Boy Erased: A Memoir
by Garrard Conley
Riverhead Books. 340 pages, $27.
AS THE SON of a strict Missionary Baptist practitioner, Gerald Conley understood in grade school that he was a sinner. He writes in Boy Erased: A Memoir about the furtive, irresistible thrill of men’s underwear catalogs and of unrequited fantasies about other boys. But those memories are tinged with guilt, with the fear of being caught or teased, and with anxieties that “the increasingly blurry God” he’d known all his life would send him straight to hell for being a homosexual. That’s what his parents believed and what Conley was told repeatedly in his church. He learned from his father that being the gay son of a pastor-to-be would “stain” the entire family.

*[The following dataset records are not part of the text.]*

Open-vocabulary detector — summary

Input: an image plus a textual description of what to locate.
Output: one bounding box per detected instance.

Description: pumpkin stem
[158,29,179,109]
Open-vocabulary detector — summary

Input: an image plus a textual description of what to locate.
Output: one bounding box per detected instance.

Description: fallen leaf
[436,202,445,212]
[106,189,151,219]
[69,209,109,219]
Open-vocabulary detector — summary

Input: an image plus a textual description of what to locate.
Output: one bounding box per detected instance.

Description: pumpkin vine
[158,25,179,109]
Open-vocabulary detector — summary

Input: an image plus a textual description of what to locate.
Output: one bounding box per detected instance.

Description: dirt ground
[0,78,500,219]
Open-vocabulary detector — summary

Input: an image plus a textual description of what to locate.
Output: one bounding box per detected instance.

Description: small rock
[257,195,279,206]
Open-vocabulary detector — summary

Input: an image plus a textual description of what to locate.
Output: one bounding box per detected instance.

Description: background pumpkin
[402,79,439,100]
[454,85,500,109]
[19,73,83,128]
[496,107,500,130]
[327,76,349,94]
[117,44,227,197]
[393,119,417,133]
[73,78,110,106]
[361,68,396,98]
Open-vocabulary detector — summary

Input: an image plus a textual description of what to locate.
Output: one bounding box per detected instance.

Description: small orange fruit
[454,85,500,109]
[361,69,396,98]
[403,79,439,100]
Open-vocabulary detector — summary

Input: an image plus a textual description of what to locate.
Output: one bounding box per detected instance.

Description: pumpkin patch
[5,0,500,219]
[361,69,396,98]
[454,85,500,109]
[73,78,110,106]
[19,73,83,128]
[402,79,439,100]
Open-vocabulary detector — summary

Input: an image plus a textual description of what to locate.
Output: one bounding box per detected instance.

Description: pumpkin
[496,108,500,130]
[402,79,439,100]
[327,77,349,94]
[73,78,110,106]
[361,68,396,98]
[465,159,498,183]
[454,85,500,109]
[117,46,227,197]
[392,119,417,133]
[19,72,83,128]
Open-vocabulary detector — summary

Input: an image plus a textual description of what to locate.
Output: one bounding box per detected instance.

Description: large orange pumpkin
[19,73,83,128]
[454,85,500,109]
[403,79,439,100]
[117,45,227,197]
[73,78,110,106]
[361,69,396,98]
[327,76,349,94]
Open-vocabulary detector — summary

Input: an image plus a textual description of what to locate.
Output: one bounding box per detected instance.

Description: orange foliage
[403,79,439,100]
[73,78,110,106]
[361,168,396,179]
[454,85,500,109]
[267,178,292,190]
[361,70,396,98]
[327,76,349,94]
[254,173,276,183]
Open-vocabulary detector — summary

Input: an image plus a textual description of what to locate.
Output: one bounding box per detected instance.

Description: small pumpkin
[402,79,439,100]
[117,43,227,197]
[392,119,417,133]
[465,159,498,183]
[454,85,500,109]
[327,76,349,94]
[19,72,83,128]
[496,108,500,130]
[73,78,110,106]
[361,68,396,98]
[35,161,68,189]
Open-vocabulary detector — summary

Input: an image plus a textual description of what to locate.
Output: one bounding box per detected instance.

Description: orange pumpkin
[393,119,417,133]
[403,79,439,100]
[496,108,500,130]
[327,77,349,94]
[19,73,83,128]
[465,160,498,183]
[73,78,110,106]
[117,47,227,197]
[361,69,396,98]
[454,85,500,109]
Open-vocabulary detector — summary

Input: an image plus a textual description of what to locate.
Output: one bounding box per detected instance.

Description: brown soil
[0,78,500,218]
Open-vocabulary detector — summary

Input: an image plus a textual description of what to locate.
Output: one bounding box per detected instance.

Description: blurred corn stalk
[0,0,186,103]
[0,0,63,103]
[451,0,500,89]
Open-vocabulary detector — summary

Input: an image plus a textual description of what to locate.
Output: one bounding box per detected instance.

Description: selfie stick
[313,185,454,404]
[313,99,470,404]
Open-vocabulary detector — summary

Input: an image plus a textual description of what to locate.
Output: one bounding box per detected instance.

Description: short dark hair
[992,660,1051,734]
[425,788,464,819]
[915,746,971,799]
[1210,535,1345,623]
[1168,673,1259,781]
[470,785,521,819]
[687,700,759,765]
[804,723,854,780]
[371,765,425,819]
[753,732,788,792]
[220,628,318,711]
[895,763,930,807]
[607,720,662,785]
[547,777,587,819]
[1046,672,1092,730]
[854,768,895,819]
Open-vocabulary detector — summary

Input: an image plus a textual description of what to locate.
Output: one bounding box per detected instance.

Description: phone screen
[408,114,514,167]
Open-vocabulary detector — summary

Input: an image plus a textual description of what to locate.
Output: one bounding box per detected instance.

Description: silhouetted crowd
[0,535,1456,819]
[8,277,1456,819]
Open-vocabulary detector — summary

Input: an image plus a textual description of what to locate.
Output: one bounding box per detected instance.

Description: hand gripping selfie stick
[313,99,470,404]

Conley writes of his childhood without overwhelming passion, as if composing a grocery list, though the reader can sense otherwise. At the time, Conley felt all the emotions that go with being shamed, belittled, and quietly bullied. As a teen, he tried to tamp down his hormones and shun his true sexuality by having a girlfriend, a pretty, God-fearing “girl of one’s dreams” who was raised in the same Ozarks church community. In the end, much to her chagrin, it was a largely chaste relationship. Their respective families were thrilled by what they’d hoped would be a happily-ever-after story, but Conley’s sexuality didn’t allow it. Feeling revulsion at the prospect of a physical relationship, knowing full well that his parents would be disappointed, he ended the affair.

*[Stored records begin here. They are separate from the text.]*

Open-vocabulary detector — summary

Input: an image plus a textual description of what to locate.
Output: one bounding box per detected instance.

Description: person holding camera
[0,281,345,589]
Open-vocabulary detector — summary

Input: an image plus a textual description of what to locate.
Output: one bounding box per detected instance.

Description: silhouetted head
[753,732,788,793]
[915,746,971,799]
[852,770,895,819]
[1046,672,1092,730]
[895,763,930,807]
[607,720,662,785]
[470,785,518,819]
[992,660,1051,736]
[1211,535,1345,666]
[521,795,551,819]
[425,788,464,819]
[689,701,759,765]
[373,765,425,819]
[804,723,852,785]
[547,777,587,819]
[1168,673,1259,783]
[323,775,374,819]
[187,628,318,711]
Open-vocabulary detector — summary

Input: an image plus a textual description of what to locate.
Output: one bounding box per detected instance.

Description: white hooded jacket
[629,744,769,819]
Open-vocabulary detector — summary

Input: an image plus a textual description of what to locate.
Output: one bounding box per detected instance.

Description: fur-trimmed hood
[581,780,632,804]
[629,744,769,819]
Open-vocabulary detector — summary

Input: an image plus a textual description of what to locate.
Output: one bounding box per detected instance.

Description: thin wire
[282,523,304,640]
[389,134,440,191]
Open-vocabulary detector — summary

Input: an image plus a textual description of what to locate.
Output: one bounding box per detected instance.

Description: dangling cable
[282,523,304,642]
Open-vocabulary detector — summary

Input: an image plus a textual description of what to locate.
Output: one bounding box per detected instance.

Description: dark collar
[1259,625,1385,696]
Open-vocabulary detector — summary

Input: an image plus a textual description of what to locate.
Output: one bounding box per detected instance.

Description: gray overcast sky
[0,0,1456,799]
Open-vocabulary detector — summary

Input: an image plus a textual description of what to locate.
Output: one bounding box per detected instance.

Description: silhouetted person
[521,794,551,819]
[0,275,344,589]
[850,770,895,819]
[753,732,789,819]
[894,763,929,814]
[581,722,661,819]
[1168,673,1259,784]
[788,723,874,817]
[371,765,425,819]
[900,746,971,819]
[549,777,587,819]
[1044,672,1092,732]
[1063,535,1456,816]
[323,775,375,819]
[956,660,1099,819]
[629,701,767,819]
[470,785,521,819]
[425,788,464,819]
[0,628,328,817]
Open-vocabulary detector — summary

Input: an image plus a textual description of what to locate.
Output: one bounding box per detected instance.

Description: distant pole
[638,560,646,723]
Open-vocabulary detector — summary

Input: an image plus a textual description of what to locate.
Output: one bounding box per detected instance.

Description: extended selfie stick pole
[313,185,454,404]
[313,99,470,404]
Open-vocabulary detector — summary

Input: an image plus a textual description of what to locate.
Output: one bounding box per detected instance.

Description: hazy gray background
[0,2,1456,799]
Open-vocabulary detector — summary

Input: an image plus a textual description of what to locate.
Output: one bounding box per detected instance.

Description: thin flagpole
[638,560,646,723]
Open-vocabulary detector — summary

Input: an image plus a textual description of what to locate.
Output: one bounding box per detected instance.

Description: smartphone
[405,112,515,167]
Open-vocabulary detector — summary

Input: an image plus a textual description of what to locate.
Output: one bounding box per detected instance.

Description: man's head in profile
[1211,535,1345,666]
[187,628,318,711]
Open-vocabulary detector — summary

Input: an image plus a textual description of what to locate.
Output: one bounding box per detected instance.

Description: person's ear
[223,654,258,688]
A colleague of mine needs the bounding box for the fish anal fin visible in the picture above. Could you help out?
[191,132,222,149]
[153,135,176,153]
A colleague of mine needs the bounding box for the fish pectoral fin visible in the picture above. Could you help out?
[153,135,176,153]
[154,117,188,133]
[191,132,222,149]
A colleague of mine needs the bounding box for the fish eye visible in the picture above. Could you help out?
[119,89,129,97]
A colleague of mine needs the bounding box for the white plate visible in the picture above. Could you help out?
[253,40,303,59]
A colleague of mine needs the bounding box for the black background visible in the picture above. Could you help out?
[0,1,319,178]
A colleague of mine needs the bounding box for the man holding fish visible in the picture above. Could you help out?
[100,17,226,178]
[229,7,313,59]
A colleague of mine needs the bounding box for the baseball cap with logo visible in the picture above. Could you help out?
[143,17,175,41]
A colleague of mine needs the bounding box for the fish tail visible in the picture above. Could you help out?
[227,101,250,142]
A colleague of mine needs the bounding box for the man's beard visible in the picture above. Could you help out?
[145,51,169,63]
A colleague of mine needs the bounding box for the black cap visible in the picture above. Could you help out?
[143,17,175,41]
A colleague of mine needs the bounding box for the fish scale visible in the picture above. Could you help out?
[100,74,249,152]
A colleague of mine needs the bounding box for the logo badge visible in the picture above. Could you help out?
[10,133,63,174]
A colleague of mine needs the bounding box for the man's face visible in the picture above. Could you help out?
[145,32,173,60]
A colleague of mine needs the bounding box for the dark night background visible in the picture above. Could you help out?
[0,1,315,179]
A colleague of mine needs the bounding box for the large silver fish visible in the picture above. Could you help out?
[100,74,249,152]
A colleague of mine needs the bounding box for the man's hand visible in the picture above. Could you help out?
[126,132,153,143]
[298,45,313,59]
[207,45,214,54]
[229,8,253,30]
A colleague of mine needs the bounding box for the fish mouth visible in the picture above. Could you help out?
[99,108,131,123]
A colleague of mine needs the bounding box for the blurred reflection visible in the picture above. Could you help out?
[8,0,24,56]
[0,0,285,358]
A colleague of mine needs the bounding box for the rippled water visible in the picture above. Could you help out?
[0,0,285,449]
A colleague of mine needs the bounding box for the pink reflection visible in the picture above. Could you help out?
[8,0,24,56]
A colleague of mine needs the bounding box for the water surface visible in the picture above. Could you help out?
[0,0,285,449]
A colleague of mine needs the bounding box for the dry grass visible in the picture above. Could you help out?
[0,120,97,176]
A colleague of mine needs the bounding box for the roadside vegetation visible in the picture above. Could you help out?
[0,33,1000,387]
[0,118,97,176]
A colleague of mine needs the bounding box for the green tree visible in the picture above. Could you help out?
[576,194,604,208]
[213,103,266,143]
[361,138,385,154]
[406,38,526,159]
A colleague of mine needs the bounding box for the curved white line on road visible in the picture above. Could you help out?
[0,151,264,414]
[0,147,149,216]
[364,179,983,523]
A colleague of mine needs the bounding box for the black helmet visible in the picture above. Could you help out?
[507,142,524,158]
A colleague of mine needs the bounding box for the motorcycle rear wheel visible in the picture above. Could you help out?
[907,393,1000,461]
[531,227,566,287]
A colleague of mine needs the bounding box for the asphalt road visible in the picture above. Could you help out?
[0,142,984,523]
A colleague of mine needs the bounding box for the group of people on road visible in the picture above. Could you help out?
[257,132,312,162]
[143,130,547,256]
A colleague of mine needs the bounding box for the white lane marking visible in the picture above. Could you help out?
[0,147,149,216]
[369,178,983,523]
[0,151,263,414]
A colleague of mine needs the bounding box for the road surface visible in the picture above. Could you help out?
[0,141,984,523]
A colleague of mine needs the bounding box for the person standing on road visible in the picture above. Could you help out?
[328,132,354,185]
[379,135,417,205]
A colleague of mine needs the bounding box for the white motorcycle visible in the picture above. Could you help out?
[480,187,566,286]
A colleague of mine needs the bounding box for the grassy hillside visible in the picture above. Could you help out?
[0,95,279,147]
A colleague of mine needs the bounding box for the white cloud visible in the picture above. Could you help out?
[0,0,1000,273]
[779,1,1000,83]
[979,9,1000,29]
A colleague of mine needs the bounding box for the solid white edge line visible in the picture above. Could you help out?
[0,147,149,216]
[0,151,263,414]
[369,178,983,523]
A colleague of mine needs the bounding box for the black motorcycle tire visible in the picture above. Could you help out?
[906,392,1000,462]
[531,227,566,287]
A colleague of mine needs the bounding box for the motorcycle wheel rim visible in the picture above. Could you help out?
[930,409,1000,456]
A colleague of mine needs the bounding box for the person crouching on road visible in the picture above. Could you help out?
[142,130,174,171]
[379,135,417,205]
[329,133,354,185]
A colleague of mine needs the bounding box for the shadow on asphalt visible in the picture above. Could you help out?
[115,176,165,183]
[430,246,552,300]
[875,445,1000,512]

At this point, the book takes on a surreal and foggy turn. Conley admits early on that he has recreated from memory much of what happened, acknowledging that he’s unable to remember large parts of his life. It shows in the dreaminess of his college story: he met a defensive, possibly gay boy with whom he had a confusing love-hate, passive-aggressive relationship. Eventually, the boy outed Conley to his parents, after which there followed a fatherly ultimatum: accept a “cure” from a Memphis organization or leave everything. At nineteen, Conley checked himself into Love in Action (LIA) to “fix” his sexuality. Loosely resembling a twelve-step program, the program encouraged deep thought about one’s past actions and God’s plan. LIA required him to literally “count the number of times I’d sinned against God.” But instead of turning Conley into a cleansed (not gay) Christian, it launched him on a journey of self-discovery and self-acceptance.
In the end, Conley’s story changes pace, but it’s an abrupt and welcome shift: the thread of apathy that has been curiously, quietly apparent suddenly turns into a cord of anger that we come to understand has always been there. After many chapters of measured prose, Boy Erased comes to a surprising crescendo of realization, leaving us with a story that’s uneven but memorable.